The Problem
The author of the dissertation (PhD) collected publicly available raw data from the websites of over 40 universities. The data itself spanned 40 years. After compiling the data into a spreadsheet, the author diced it and sliced it to create well-summarized figures and tables. For example, one figure is a graph of the number of hires over time; a potential figure is a map showing where the hires occurred. And a table shows the hires by name, year, and location. (Anonymity at this point is not an issue. All data are publicly available.)
The manuscript needs to comply with APA 7 standards. The APA 7, 6, and 5 manuals go into great detail with examples about meta analysis for experimental purposes, but nothing I read "clicked" for how to deal with this situation.

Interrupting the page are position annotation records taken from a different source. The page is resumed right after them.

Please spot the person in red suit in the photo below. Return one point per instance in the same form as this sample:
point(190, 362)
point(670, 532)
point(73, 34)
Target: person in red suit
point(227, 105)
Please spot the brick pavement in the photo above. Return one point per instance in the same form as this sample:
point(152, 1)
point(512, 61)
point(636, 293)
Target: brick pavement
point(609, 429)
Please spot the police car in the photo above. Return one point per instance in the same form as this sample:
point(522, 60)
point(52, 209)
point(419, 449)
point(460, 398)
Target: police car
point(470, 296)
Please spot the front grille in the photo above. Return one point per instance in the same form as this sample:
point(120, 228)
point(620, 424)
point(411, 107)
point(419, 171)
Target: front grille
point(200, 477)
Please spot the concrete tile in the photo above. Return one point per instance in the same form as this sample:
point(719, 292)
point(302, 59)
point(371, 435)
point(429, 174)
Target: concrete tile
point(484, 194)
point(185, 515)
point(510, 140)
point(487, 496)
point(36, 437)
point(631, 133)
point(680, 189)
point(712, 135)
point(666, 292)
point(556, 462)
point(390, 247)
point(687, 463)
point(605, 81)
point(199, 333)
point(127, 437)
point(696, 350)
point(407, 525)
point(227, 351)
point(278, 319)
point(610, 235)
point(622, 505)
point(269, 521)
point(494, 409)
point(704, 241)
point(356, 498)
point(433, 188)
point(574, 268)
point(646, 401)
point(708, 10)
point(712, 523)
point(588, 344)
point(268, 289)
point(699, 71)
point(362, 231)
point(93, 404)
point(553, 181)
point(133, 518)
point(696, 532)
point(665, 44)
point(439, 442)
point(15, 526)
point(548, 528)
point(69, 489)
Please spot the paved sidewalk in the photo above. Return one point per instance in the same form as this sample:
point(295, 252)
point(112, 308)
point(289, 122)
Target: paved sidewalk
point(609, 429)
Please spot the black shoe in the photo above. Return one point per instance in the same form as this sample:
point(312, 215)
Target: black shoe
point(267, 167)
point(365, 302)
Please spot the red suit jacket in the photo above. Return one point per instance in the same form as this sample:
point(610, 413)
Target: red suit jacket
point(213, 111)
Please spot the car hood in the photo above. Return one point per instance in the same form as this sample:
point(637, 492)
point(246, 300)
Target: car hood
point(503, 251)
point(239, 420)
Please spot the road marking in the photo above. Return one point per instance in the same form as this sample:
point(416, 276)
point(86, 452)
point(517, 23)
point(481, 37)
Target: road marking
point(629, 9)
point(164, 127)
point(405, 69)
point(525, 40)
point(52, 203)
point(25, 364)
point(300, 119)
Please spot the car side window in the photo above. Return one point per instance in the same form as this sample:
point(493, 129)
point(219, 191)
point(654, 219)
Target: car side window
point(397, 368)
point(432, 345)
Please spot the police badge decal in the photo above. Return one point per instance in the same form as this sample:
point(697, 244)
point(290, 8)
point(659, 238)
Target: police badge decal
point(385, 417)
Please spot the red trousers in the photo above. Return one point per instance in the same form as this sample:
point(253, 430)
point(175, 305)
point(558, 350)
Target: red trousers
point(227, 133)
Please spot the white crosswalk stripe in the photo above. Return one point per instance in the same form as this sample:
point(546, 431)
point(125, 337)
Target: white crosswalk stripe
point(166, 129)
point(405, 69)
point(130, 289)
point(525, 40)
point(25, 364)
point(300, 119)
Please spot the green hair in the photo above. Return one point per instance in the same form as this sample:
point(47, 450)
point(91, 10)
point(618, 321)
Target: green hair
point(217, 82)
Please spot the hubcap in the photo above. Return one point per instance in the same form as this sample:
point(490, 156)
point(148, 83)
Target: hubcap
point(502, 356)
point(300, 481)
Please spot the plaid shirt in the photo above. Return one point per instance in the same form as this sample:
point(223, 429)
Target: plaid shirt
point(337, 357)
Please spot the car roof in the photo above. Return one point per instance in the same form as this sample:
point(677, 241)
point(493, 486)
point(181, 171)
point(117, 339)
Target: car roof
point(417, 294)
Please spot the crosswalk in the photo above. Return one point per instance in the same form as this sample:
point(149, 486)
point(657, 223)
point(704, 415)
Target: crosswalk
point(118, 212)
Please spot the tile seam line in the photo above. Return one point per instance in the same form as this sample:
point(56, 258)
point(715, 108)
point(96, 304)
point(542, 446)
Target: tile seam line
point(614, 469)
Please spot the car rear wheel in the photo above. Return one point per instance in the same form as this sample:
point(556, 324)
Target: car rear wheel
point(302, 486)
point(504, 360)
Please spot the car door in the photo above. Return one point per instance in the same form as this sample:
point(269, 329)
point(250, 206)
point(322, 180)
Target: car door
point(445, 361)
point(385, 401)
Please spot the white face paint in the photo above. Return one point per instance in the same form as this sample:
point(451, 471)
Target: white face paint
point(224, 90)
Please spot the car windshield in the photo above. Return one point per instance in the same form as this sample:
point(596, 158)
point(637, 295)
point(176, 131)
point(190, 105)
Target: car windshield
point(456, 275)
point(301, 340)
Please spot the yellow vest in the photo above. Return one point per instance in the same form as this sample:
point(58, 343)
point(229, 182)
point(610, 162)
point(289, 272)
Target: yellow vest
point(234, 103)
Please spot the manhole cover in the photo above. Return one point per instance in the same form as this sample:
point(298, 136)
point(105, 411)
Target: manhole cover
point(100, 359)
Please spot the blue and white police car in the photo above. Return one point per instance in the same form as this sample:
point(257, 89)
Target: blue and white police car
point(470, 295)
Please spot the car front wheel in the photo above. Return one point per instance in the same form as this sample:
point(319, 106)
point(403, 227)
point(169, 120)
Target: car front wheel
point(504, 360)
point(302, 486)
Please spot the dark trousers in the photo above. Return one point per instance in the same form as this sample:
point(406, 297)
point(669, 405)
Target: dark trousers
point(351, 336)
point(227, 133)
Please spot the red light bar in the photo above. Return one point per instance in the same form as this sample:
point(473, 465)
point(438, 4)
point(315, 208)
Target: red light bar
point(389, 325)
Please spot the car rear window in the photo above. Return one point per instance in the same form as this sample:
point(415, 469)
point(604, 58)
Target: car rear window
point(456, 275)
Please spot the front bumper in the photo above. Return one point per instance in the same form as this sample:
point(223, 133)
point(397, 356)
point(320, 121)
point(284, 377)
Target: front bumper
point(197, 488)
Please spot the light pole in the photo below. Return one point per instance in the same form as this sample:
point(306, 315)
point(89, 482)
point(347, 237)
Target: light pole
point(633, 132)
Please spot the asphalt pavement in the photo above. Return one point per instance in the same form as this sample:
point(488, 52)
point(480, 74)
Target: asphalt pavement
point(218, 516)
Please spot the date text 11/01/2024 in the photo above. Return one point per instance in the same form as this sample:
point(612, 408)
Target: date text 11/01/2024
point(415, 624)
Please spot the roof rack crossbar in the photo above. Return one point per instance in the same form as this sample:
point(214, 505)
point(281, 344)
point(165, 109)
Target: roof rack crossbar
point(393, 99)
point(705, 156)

Based on other posts at this site, the author's summary is a type of meta review (not a deep-dive analysis as described by the APA standards). The purpose of the data is only to present the situation as it has been over time to put the background for a qualitative case study into context. Maybe you'd call it a demographics meta review or demographic meta report?
Potential Solution
Given that the guidance in the APA manual did not seem to fit this situation, my inclination was to suggest the following:
- an appendix that lists the university names, locations, and URLs, with an explanation that the data shown in the tables and figures were compiled from data at the university web sites
- figure notes and table notes that refer to the appendix.
- a entry in the References for the manuscript author (i.e., the author citing himself because he compiled the data in unique ways).
The Question
Would the above potential solution be APA compliant?
If not, what is the APA solution?
Whatever the answer, it would be helpful to have a pointer to the page or pages in an APA manual (version 7, 6, or even 5) that support the answer.